To judge from Western newspapers, the elections on June 24 in Turkey brought a crisis for democracy. The “crisis” is that Turks will continue to be governed by Recep Tayyip Erdogan, the perennially popular Islamist former mayor of Istanbul, for whom they voted overwhelmingly, and not by Muharrem Ince, the secularist darling of Western journalists, who lost to Erdogan by 20 percentage points and 11 million votes. In Germany, the Frankfurter Allgemeine calls Erdogan Turkey’s “first elected sultan,” a “master of manipulation.” In London, the Financial Times alluded to opposition warnings of a “one-man regime.”

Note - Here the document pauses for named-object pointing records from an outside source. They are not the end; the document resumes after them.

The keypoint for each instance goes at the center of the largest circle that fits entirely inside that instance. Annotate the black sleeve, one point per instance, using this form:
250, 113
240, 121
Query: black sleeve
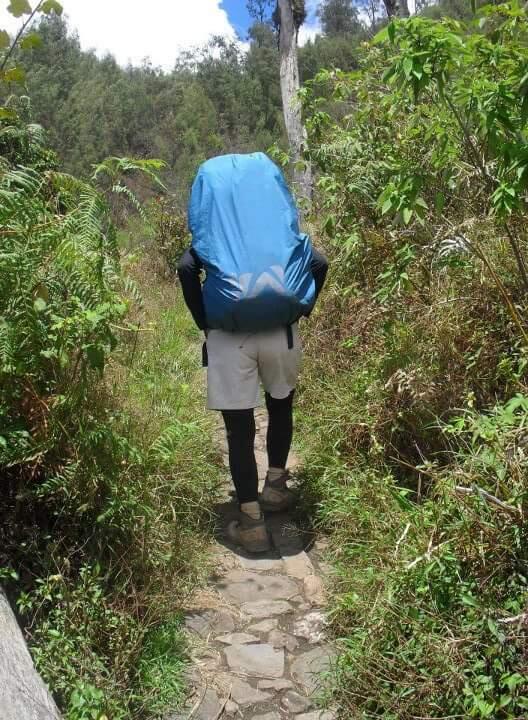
189, 269
319, 268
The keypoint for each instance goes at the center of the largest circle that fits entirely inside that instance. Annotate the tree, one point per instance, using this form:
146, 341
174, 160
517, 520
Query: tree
289, 77
259, 10
338, 17
396, 8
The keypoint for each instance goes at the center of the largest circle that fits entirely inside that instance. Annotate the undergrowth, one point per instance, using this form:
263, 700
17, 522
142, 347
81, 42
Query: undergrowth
107, 479
414, 400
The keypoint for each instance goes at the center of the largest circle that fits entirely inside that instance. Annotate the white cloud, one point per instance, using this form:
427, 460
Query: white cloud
135, 29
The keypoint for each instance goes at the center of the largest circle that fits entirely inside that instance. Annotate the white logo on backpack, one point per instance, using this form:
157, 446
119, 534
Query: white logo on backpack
265, 280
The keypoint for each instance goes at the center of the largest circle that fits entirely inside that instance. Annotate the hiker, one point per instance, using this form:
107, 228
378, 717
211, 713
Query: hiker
261, 276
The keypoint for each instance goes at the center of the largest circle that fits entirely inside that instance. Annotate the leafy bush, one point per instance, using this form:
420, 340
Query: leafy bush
171, 234
417, 460
106, 486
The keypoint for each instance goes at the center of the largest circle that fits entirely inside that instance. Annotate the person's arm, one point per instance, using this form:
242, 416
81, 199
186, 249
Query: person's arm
319, 268
189, 269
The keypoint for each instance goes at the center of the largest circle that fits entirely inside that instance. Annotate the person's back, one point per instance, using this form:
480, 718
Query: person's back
262, 276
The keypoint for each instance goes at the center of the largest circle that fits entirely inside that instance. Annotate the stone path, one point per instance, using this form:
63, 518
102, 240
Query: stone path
258, 629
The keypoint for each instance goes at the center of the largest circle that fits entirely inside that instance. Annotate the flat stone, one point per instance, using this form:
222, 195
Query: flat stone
240, 586
261, 660
261, 564
209, 707
207, 621
299, 565
311, 627
307, 669
231, 708
237, 639
264, 625
326, 568
276, 685
287, 539
207, 659
266, 608
314, 590
295, 703
245, 695
23, 694
281, 639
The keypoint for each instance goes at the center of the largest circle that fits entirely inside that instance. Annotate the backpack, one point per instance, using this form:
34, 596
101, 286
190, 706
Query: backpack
245, 231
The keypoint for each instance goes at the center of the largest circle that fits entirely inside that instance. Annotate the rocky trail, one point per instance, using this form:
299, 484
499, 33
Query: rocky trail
257, 631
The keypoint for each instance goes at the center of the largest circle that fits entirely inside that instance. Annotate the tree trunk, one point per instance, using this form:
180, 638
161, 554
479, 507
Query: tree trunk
289, 77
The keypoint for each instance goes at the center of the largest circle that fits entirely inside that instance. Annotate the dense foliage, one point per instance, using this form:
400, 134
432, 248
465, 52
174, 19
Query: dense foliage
217, 99
102, 515
420, 352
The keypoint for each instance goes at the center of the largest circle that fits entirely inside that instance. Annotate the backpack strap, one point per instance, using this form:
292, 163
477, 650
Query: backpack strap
289, 335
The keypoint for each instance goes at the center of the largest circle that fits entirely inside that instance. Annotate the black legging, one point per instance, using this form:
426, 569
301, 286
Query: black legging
240, 428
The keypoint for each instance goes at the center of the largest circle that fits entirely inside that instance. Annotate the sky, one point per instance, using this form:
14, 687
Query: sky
133, 30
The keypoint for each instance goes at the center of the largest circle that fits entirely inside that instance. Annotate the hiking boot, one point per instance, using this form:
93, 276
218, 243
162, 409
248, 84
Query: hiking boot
276, 496
251, 534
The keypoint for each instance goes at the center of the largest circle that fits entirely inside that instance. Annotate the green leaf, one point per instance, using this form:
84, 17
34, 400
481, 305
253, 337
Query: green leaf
15, 74
407, 66
95, 357
381, 36
39, 304
50, 6
524, 109
7, 113
386, 206
469, 600
5, 40
31, 41
439, 202
19, 8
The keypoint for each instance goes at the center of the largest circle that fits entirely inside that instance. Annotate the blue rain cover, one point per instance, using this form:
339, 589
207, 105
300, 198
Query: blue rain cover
245, 230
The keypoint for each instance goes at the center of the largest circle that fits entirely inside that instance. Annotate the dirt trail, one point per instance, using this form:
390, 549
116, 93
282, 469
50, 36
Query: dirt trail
258, 628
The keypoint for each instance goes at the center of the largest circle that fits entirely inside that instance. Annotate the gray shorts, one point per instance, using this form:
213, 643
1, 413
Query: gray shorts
238, 361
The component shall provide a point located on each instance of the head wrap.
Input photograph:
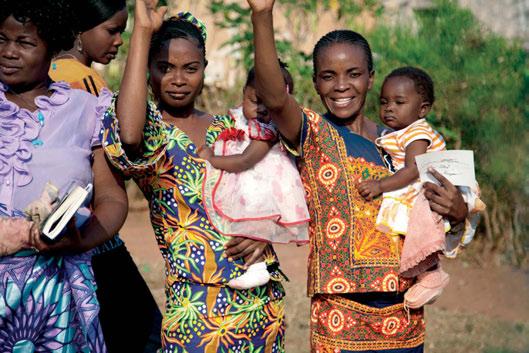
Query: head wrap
(188, 16)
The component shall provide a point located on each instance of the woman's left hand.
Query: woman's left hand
(70, 243)
(445, 199)
(249, 249)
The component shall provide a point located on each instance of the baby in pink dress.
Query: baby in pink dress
(252, 188)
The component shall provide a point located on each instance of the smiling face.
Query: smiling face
(101, 43)
(342, 79)
(400, 103)
(24, 57)
(177, 73)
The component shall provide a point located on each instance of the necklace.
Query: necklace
(37, 142)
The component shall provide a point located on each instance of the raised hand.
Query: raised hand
(148, 16)
(369, 189)
(261, 5)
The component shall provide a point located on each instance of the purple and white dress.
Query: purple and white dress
(47, 303)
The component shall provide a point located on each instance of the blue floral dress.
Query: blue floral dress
(201, 314)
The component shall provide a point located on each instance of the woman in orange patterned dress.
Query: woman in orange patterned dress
(354, 282)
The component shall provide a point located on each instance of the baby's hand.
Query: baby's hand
(205, 152)
(369, 189)
(261, 5)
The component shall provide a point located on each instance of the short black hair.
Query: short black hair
(343, 36)
(54, 19)
(289, 81)
(422, 81)
(174, 28)
(91, 13)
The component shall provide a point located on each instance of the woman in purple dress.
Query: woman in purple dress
(49, 133)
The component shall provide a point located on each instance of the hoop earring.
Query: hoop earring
(79, 43)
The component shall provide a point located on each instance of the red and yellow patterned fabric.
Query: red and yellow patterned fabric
(339, 324)
(78, 75)
(348, 254)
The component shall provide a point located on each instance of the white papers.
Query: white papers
(455, 165)
(55, 223)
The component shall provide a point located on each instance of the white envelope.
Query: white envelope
(455, 165)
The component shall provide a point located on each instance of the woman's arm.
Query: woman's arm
(270, 84)
(110, 207)
(236, 163)
(372, 188)
(132, 102)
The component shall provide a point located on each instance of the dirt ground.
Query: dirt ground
(484, 309)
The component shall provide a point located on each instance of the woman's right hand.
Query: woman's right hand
(261, 5)
(14, 235)
(148, 16)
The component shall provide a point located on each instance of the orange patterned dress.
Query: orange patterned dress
(356, 291)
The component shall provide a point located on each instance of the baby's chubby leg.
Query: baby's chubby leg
(256, 275)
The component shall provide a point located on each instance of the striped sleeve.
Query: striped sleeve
(418, 132)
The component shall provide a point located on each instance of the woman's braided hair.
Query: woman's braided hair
(342, 36)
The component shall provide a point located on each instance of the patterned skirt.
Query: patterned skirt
(48, 304)
(231, 327)
(340, 324)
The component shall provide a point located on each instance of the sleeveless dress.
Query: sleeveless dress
(202, 314)
(265, 202)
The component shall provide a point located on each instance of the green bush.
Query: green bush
(482, 89)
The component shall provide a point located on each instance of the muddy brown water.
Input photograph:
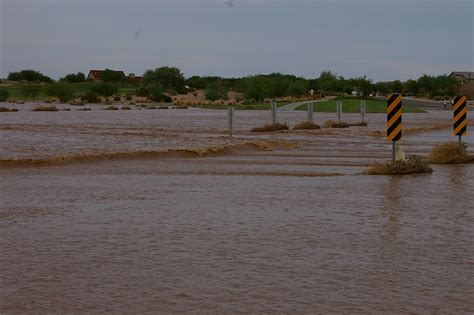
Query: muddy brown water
(269, 228)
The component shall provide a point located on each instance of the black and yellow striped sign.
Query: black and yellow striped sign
(460, 116)
(394, 117)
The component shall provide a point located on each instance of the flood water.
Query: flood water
(160, 211)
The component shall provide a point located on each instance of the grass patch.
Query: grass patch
(353, 106)
(45, 109)
(335, 124)
(110, 108)
(449, 153)
(7, 110)
(271, 127)
(413, 165)
(305, 125)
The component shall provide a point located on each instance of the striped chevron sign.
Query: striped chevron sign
(394, 117)
(460, 116)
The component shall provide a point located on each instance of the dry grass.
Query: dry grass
(271, 127)
(306, 125)
(7, 110)
(358, 124)
(110, 108)
(449, 153)
(335, 124)
(45, 109)
(411, 166)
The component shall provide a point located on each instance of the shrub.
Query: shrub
(110, 108)
(45, 109)
(410, 166)
(4, 95)
(306, 125)
(449, 153)
(335, 124)
(90, 97)
(271, 127)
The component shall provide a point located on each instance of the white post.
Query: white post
(274, 107)
(309, 112)
(230, 116)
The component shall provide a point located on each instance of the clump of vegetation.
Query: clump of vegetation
(359, 124)
(4, 95)
(336, 124)
(271, 127)
(110, 108)
(7, 110)
(414, 165)
(306, 125)
(449, 153)
(45, 109)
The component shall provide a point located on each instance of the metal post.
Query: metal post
(230, 116)
(362, 110)
(393, 152)
(274, 117)
(309, 112)
(339, 110)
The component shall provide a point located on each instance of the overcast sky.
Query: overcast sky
(383, 39)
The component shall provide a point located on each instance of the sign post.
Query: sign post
(460, 117)
(230, 116)
(362, 110)
(274, 117)
(394, 121)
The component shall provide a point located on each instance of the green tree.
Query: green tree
(74, 78)
(31, 90)
(104, 89)
(4, 95)
(60, 90)
(170, 78)
(111, 76)
(28, 75)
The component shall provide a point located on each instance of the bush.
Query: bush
(411, 166)
(60, 90)
(90, 97)
(335, 124)
(449, 153)
(45, 109)
(271, 127)
(306, 125)
(4, 95)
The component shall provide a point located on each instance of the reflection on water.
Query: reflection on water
(246, 231)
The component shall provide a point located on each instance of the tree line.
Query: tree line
(159, 83)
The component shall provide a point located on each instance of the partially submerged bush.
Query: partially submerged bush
(110, 108)
(271, 127)
(359, 124)
(413, 165)
(306, 125)
(6, 110)
(449, 153)
(45, 109)
(336, 124)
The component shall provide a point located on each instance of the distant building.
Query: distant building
(466, 82)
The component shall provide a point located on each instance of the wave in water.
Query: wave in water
(192, 152)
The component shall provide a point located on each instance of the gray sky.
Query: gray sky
(384, 39)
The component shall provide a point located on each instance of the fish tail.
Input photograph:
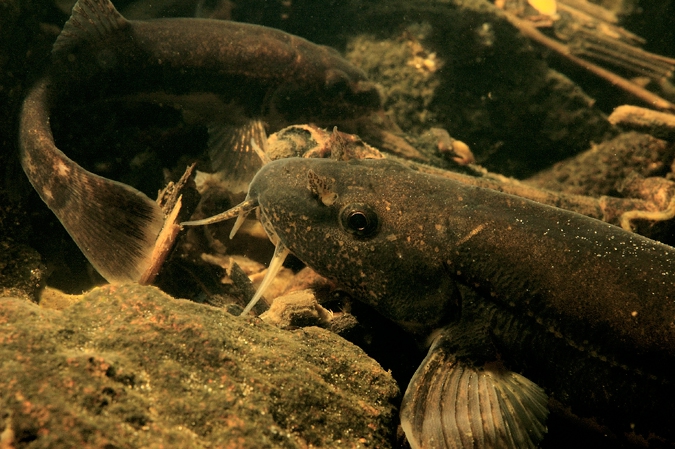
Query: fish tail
(114, 225)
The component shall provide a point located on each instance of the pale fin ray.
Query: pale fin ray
(232, 154)
(471, 407)
(114, 225)
(90, 20)
(280, 253)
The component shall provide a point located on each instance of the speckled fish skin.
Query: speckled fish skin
(582, 308)
(254, 72)
(260, 69)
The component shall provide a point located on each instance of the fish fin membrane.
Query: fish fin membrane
(452, 404)
(90, 20)
(232, 154)
(114, 225)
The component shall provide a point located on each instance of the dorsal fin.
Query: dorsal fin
(90, 20)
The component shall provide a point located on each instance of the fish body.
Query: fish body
(262, 70)
(567, 306)
(251, 72)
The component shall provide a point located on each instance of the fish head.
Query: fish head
(355, 223)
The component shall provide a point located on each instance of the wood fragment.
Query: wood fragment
(659, 124)
(639, 92)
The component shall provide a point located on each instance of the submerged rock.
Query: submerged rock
(133, 367)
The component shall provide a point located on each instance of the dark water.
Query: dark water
(518, 106)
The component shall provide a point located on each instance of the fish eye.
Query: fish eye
(359, 219)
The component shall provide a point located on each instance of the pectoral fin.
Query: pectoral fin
(450, 403)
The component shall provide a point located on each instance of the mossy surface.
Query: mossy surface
(133, 367)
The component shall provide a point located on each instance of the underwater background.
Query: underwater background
(524, 110)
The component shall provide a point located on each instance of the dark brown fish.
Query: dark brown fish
(521, 300)
(252, 73)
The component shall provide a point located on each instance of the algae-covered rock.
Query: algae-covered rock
(133, 367)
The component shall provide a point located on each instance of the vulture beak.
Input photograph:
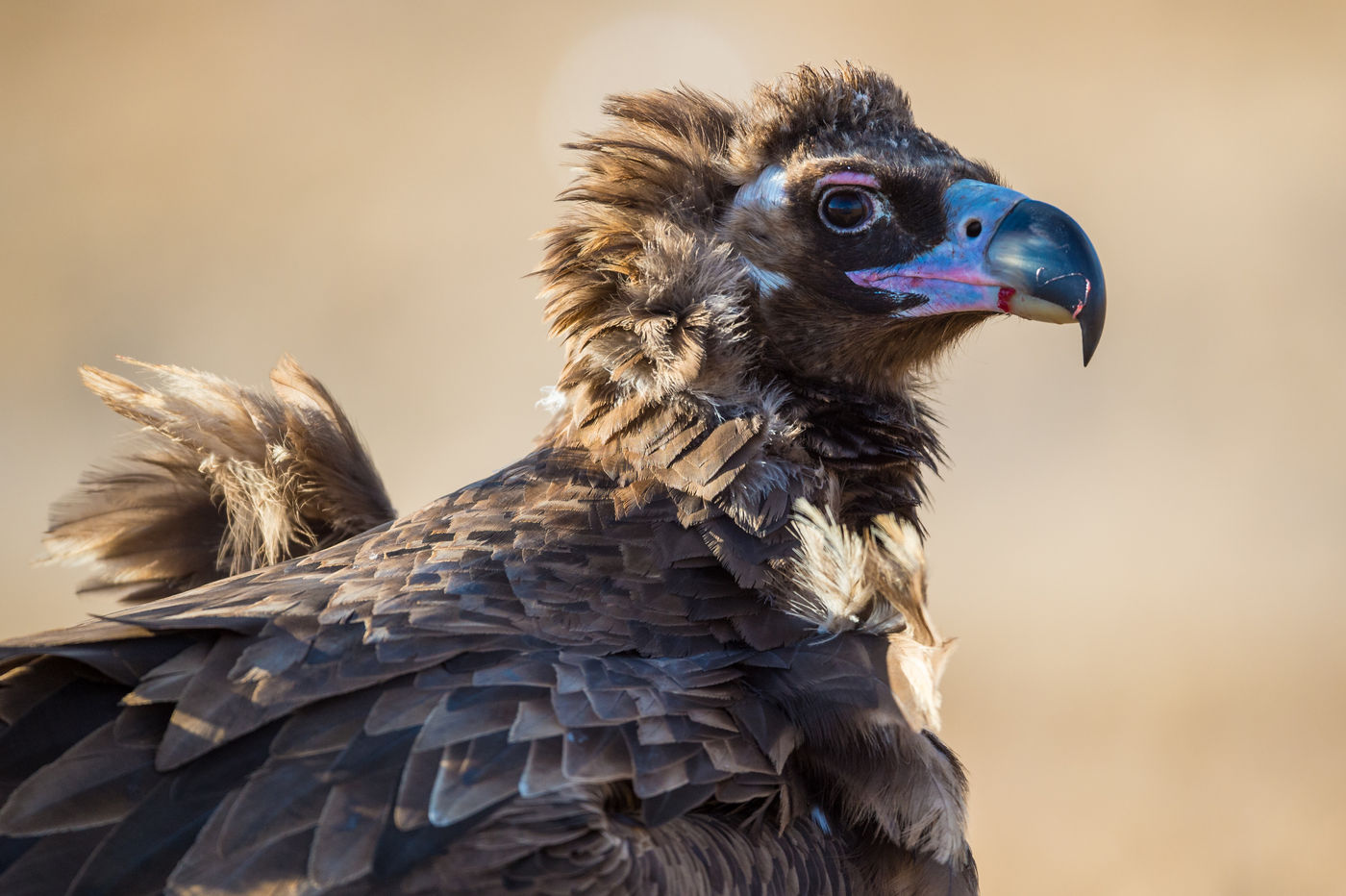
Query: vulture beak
(1003, 252)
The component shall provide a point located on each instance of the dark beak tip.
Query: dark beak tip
(1090, 322)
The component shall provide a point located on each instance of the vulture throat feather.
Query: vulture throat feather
(680, 647)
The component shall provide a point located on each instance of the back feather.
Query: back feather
(225, 479)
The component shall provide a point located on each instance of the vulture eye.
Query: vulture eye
(845, 209)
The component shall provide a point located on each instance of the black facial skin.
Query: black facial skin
(908, 219)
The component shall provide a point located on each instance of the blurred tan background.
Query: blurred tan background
(1143, 560)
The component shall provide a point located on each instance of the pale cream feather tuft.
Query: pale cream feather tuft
(225, 479)
(871, 582)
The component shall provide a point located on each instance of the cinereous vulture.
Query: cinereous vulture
(682, 647)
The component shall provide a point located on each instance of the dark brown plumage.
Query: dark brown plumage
(682, 647)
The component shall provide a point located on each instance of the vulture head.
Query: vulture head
(816, 235)
(787, 266)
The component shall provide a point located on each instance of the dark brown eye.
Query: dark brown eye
(845, 209)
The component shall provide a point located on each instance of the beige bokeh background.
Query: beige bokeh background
(1143, 560)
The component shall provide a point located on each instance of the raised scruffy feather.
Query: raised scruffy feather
(225, 479)
(871, 580)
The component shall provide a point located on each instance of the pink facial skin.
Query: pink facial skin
(953, 275)
(850, 179)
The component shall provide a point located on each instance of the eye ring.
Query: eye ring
(847, 209)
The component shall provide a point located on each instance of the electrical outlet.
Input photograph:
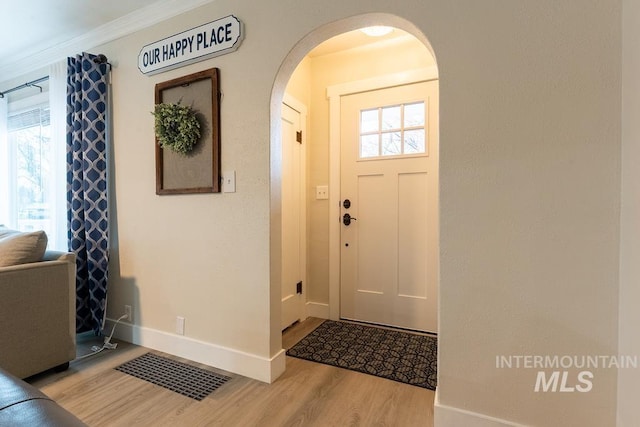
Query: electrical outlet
(180, 325)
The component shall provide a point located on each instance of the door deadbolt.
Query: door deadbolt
(346, 219)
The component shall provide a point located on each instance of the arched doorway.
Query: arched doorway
(322, 296)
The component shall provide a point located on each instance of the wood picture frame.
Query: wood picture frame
(199, 171)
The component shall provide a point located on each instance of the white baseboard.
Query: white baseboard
(238, 362)
(448, 416)
(316, 309)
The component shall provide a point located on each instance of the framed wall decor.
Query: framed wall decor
(199, 170)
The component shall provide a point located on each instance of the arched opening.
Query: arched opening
(329, 64)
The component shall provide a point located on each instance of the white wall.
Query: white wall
(629, 379)
(530, 190)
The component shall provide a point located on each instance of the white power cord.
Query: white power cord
(107, 341)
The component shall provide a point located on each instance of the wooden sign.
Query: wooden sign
(206, 41)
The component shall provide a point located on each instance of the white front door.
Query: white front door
(293, 261)
(389, 188)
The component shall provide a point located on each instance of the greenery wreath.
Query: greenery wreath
(177, 127)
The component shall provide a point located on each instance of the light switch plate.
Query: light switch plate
(229, 182)
(322, 192)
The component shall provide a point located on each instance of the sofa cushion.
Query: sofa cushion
(18, 247)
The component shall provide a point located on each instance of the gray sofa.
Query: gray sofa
(37, 315)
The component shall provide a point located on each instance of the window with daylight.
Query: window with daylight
(32, 183)
(396, 130)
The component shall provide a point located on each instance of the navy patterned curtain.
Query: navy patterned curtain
(87, 185)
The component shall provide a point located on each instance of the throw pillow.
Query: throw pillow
(21, 247)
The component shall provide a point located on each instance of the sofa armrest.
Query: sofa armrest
(37, 314)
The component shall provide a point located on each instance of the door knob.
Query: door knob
(346, 219)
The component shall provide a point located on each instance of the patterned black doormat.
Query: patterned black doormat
(187, 380)
(396, 355)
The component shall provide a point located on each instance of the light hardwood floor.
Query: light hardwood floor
(307, 394)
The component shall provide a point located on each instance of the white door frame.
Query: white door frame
(334, 93)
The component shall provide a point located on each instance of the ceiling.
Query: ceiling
(38, 28)
(37, 25)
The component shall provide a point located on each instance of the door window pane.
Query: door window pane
(369, 121)
(391, 118)
(414, 141)
(414, 114)
(393, 130)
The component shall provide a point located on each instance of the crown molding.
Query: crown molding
(123, 26)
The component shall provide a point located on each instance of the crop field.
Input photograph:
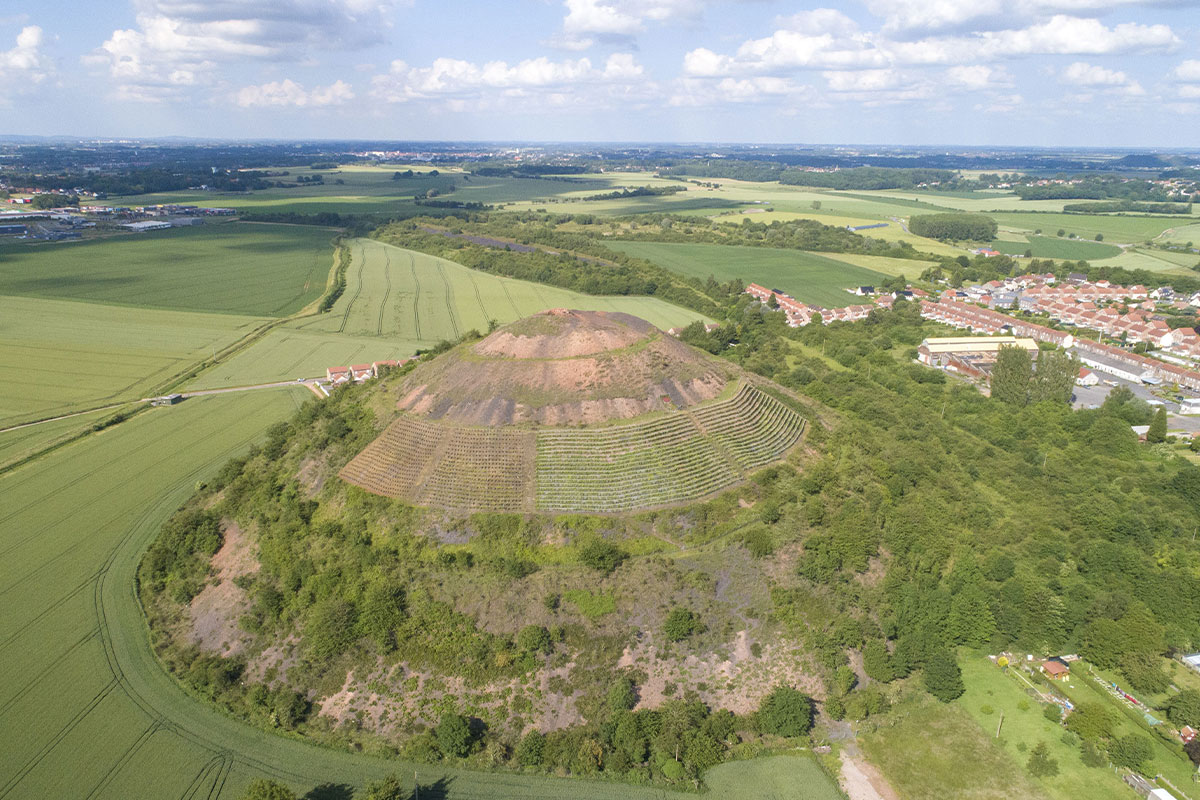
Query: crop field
(397, 301)
(1183, 233)
(1128, 229)
(1057, 247)
(905, 268)
(1155, 260)
(805, 276)
(85, 709)
(237, 269)
(19, 443)
(60, 356)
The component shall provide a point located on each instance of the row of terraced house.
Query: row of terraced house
(802, 313)
(1097, 355)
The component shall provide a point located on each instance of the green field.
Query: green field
(796, 777)
(85, 709)
(237, 269)
(1129, 229)
(1024, 723)
(930, 751)
(397, 301)
(1054, 247)
(805, 276)
(19, 443)
(61, 356)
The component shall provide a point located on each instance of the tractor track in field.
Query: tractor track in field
(417, 295)
(37, 679)
(216, 770)
(504, 286)
(449, 294)
(387, 292)
(479, 298)
(358, 290)
(126, 757)
(57, 739)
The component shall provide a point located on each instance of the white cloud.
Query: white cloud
(288, 92)
(181, 42)
(864, 79)
(1096, 77)
(1063, 35)
(25, 61)
(487, 83)
(619, 19)
(917, 17)
(828, 40)
(978, 76)
(1188, 71)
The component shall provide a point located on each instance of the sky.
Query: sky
(913, 72)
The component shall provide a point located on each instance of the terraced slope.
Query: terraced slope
(677, 458)
(669, 458)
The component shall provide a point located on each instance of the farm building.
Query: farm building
(1055, 669)
(148, 224)
(970, 355)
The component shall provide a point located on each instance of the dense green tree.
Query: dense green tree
(681, 624)
(1157, 432)
(534, 639)
(1185, 708)
(1012, 374)
(529, 751)
(785, 711)
(601, 554)
(1132, 751)
(1054, 378)
(390, 788)
(942, 677)
(454, 735)
(622, 695)
(263, 789)
(877, 662)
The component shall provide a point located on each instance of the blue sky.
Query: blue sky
(981, 72)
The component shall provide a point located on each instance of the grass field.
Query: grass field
(805, 276)
(1024, 723)
(1116, 229)
(85, 709)
(930, 751)
(18, 443)
(60, 356)
(397, 301)
(797, 777)
(1054, 247)
(237, 269)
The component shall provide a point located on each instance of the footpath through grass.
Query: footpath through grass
(397, 301)
(805, 276)
(85, 709)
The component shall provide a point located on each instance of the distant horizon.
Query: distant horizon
(1056, 73)
(599, 143)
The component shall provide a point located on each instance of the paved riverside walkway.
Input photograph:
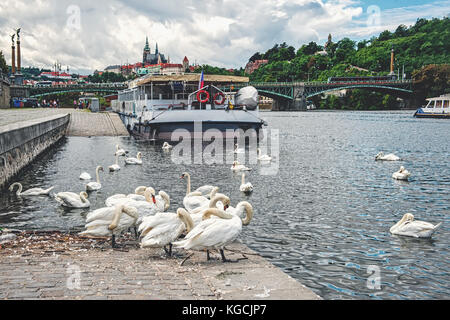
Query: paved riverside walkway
(65, 266)
(82, 123)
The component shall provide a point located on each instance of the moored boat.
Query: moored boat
(438, 107)
(162, 107)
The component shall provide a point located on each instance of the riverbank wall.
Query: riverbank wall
(21, 142)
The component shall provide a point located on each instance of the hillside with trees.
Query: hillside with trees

This is certainly a crisis for something. Erdogan has been a mischievous participant in the Syrian and Iraq wars, and an unreliable NATO partner. He appeases ISIS. He buys air-defense systems from Russia. He single-mindedly sabotages America’s Kurdish allies. He has become perhaps the loudest voice against Israel on the world stage.
But if it is a crisis for democracy, then journalists are using a strange definition of democracy. The most undemocratic-looking elements of the Turkish elections have to do with Turkey’s embroilment in international conflict. The Kurdish candidate, Selahattin Demirtas, waged his campaign over YouTube, from jail. That is because the war Turks have waged against Syria’s Kurds allows Erdogan to classify their sympathizers (including Turkey’s Kurds) as “terrorists.” This may be an injustice, but it is one in which the United States is, to put it mildly, not blameless.
Many journalists have spoken, too, of Erdogan’s “worrying track record on rights” since the attempted military coup against him in July 2016. Journalists have been jailed, the army reformed from top to bottom, and more than 100,000 government employees fired. This may be quite excessive. But most news coverage misses the point: When a country’s armed forces try to overthrow its democratically elected leaders, a responsible politician might believe he has higher priorities than, say, building day-care centers.
Nothing was ever the same after the coup. Some people surely find it a worse country to live in. But when Erdogan’s enemies speak of “one-man rule,” what they are most often referring to is the reform of the constitution, passed by referendum last year. It does make the executive more powerful, primarily by replacing a parliamentary system like Britain’s or Germany’s with a presidential system like that of France or the United States.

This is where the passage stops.